Mancini Gualtiero *
MANCINI GUALTIERO
Roma 1840 - Macerata ? dopo il 1905
Formatosi a Roma, visse e operò a Macerata. Nel 1859 fu tra i giovani artisti che partirono volontari per la seconda guerra d’Indipendenza. L’attività di scenografo influenzò anche la sua produzione pittorica ispirata a una grandiosità di tipo teatrale, sia nella composizione sia nella scelta dei soggetti storici, fortemente drammatici (Il martirio di Giordano Bruno a Campo dei Fiori). Nel 1905 presentò Baccanti e Orgie romane all'Esposizione Marchigiana di Macerata.
Mancini Francesco *
MANCINI FRANCESCO
Napoli 1830 - 1905
Si iscrisse all’Accademia di Belle Arti di Napoli nel 1844 e a partire dal 1846 frequentò la Scuola di Paesaggio di G. Smargiassi. La sua pittura, legata alla lezione del maestro, si arricchì negli anni ’50 di nuovi spunti attraverso gli studi personali, eseguiti dal vero in Campania, in Calabria e in Abruzzo, e la conoscenza della ricerca realistica di F. Palizzi.
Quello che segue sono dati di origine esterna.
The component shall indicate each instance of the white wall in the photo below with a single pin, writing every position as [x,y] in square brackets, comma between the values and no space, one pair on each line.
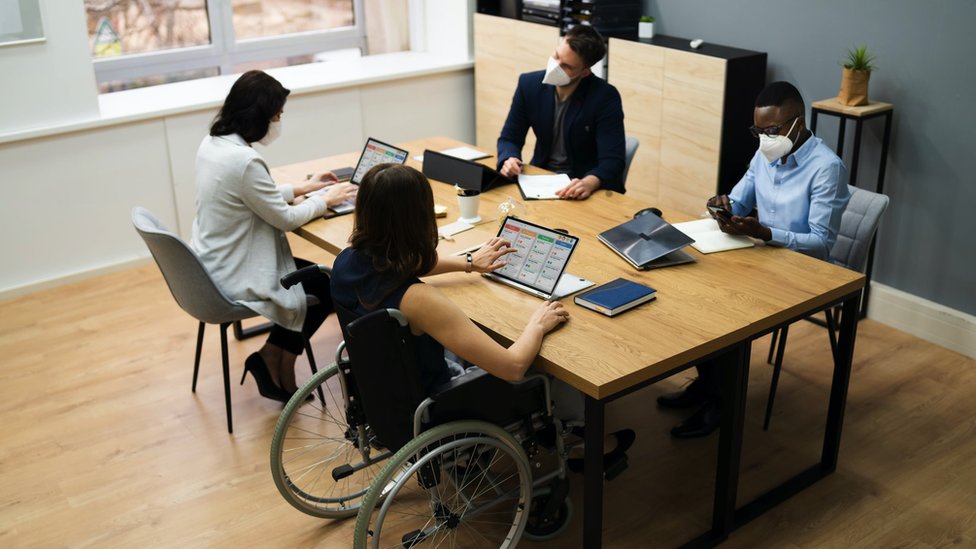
[52,82]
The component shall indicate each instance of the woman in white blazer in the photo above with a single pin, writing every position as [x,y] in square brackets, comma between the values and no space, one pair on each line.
[240,224]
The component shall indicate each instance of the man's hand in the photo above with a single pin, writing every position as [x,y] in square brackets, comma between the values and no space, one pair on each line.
[722,201]
[579,189]
[512,167]
[748,226]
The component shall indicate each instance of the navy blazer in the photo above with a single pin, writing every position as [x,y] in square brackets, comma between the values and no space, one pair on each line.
[594,127]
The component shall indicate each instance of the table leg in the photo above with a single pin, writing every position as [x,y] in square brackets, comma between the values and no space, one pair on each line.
[840,383]
[840,136]
[856,153]
[735,377]
[593,474]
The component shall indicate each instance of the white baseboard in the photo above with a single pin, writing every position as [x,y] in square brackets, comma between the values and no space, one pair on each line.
[922,318]
[18,291]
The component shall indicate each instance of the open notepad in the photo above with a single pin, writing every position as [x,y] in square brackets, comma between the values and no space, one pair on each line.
[709,238]
[542,187]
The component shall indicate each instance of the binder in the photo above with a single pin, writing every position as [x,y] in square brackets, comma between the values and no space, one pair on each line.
[647,242]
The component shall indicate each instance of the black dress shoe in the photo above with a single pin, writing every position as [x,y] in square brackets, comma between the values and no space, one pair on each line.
[266,386]
[692,395]
[701,423]
[625,439]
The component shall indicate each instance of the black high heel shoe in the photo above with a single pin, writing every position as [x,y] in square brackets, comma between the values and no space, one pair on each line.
[266,386]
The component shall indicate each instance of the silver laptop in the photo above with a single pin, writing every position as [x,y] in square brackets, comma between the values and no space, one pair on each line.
[538,264]
[374,152]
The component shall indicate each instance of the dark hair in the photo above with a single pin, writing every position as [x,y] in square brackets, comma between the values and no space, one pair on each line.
[395,222]
[783,95]
[253,101]
[587,43]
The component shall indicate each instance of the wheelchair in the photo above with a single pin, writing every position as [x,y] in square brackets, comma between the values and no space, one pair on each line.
[462,466]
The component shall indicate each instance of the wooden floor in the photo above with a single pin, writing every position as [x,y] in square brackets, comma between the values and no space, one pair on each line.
[104,445]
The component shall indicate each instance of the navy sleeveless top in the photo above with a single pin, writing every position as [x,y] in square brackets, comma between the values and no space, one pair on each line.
[355,281]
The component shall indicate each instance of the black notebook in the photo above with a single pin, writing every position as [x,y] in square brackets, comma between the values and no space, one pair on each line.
[615,296]
[647,242]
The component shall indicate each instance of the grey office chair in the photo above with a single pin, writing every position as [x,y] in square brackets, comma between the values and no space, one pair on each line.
[195,292]
[857,227]
[630,149]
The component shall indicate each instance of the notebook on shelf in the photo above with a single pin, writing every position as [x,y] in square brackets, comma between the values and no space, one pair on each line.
[709,238]
[538,264]
[648,242]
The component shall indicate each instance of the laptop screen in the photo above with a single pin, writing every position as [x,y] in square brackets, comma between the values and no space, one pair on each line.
[377,152]
[540,255]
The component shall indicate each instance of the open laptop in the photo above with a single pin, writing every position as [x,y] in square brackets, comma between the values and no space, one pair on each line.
[374,152]
[538,264]
[463,173]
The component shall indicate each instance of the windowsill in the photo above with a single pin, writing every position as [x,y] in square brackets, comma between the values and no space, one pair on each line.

Presente alle esposizioni borboniche dal 1851 al 1859 (1851, Studio di paesaggio da villa Gallo a Capodimonte; 1855, Paesaggio con sassi; 1859, Al guado, Napoli, Palazzo Reale), negli anni ’60 affiancò alle tematiche paesistiche soggetti di storia contemporanea (Episodio del 1° ottobre 1860 nelle pianure di Capua, Riposo di Garibaldi con garibaldini nelle foreste di Calabria). Suoi quadri com-parvero anche alle promotrici napoletane dal 1862 al 1906 (1862, Bersaglieri in azione; 1864, Carica di cavalleria, Napoli, Amministrazione Provinciale) e a numerose esposizioni di Roma (1879; 1883, Dopo la vendemmia, Roma, Galleria Nazionale d’Arte Moderna), di Torino (1880), di Milano (1881) e di Venezia (1887). Negli anni '70 trattò anche temi a sfondo sociale e dopo il 1880 si dedicò a scene di vita mondana, legate ai suoi frequenti soggiorni londinesi (Hyde Park, esposto a Napoli nel 1884).
Mancini Carlo *
MANCINI CARLO
Milano 1829 - 1910
Venne iniziato alla pittura dallo zio, R. Barbiano di Belgiojoso, completando la propria forma-zione presso l’Accademia di Brera, sotto la guida di G. Bisi. Ben inserito nei salotti milanesi più colti, si nutrì di sentimenti patriottici e combattè come volontario nelle guerre d’Indipendenza. Si dedicò alla pittura di paesaggio con vedute di tema lombardo e soggetti ispirati ai suoi soggiorni all'estero. Dal 1859 frequentò regolarmente le esposizioni di Genova e Torino, ma soprattutto di Milano: nel 1862 espose a Brera Fattoria presso Yport, Normandia (Milano, Pinacoteca di Brera) e nel 1863 Ave Maria della sera (Milano, Accademia di Brera), nel quale sono riconoscibili suggestioni dalla pittura inglese di paesaggio. Nel 1872 presentò Le frane di Bellaguarda (Milano, Accademia di Brera) e venne eletto membro del consiglio accademico. Dei viaggi intrapresi dal 1875 (anche in Egitto e in Birmania) resta traccia nel gruppo di bozzetti conservati alla Galleria d'Arte Moderna di Milano.